GAPs are specific methods which, when applied to agriculture, create food for consumers or further processing that is safe and wholesome.
“Right now quality of our fruits is very poor. GAP ensures that in your fruit you don’t have insects or insecticides and so on. South Korea is asking for this, the EU also. The government should lead this process.”
Myanmar fruit and vegetable producers also need upgraded technology to improve the quality of exports and the cultivation method also has to be systematic, U Hnin Oo, vice chairman of Myanmar Fruit and Vegetable Producers Association (MFVPA), said. “GAP system can ensure higher prices for Myanmar’s fruit and vegetable exports,” he said.

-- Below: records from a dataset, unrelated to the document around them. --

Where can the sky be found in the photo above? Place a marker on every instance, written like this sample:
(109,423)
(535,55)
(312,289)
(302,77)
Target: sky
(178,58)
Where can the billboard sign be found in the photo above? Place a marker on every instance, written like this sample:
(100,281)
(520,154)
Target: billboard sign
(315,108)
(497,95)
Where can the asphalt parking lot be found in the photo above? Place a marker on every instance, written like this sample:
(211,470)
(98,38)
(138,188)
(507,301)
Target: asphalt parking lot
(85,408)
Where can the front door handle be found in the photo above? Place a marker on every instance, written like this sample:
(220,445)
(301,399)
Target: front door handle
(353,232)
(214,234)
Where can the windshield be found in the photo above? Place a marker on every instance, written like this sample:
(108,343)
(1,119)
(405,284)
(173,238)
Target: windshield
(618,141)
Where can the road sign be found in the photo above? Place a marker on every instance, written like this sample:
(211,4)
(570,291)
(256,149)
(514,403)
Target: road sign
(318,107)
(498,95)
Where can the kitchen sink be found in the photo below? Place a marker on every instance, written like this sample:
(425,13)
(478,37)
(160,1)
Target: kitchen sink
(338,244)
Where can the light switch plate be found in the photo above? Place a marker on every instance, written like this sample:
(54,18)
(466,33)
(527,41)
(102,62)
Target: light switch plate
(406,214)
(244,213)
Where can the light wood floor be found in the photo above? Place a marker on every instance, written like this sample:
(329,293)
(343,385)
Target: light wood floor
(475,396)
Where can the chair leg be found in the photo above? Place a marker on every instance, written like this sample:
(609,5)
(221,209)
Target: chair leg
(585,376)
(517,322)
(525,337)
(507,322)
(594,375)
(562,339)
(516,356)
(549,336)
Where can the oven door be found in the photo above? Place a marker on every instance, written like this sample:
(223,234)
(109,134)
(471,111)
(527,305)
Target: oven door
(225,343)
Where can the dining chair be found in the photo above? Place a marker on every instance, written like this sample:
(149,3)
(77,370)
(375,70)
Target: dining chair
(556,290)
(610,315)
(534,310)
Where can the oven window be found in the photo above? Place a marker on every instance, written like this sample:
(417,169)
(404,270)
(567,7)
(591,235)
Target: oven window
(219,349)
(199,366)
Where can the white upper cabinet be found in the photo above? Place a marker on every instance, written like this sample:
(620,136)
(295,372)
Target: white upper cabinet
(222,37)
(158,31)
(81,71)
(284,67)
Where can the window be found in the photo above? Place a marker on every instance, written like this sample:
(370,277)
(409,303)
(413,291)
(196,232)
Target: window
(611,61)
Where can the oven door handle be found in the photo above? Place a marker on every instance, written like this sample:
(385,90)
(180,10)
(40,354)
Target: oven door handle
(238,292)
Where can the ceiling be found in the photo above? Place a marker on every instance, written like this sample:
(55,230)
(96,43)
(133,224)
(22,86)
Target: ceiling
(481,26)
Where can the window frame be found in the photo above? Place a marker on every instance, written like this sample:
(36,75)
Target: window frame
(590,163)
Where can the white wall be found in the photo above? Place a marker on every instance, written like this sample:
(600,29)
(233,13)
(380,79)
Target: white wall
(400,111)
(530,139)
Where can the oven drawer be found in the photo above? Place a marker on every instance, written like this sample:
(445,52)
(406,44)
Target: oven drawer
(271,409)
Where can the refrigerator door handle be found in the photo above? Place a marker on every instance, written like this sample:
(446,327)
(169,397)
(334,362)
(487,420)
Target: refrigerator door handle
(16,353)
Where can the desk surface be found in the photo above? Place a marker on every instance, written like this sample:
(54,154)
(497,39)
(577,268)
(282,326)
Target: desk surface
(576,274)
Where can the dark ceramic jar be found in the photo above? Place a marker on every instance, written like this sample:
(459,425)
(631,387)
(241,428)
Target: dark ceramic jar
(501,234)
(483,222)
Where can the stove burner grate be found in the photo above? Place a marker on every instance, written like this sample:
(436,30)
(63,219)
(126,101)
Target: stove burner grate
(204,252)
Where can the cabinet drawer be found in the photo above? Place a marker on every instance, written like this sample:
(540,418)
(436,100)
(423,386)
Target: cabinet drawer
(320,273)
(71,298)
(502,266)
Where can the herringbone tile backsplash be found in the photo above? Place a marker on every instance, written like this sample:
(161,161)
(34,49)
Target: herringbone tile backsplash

Industry insiders say the exporters need technical aid and know-how from the government to overcome the situation.
“Local entrepreneurs have very little experience in fresh fruit exportation. We can improve if there is government help,” Daw Lei Lei Oo, an MFVPA spokesperson, said.
Myanmar started mango and watermelon exports to Singapore in May last year, starting with a 3 tonne shipment of seedless watermelons, which were only exported to China before.
In the past, Myanmar’s main customer for fruits and vegetables was China through border trades, but it initiated market expansion three years ago. It targeted Singapore, Malaysia and Thailand, and participated in international fruit festivals around the world. Recently, England and Germany have shown interest in importing fruits from Myanmar, besides Japan and South Korea, MFVPA officials said.
Myanmar earned $34.98 million from exports of fruits and vegetables in the first nine months of the fiscal year 2013-14, with main exporting items being mango, watermelon and cucumber, according to official statistics. In the previous fiscal year, the country saw $73.83 million worth of exports to foreign markets.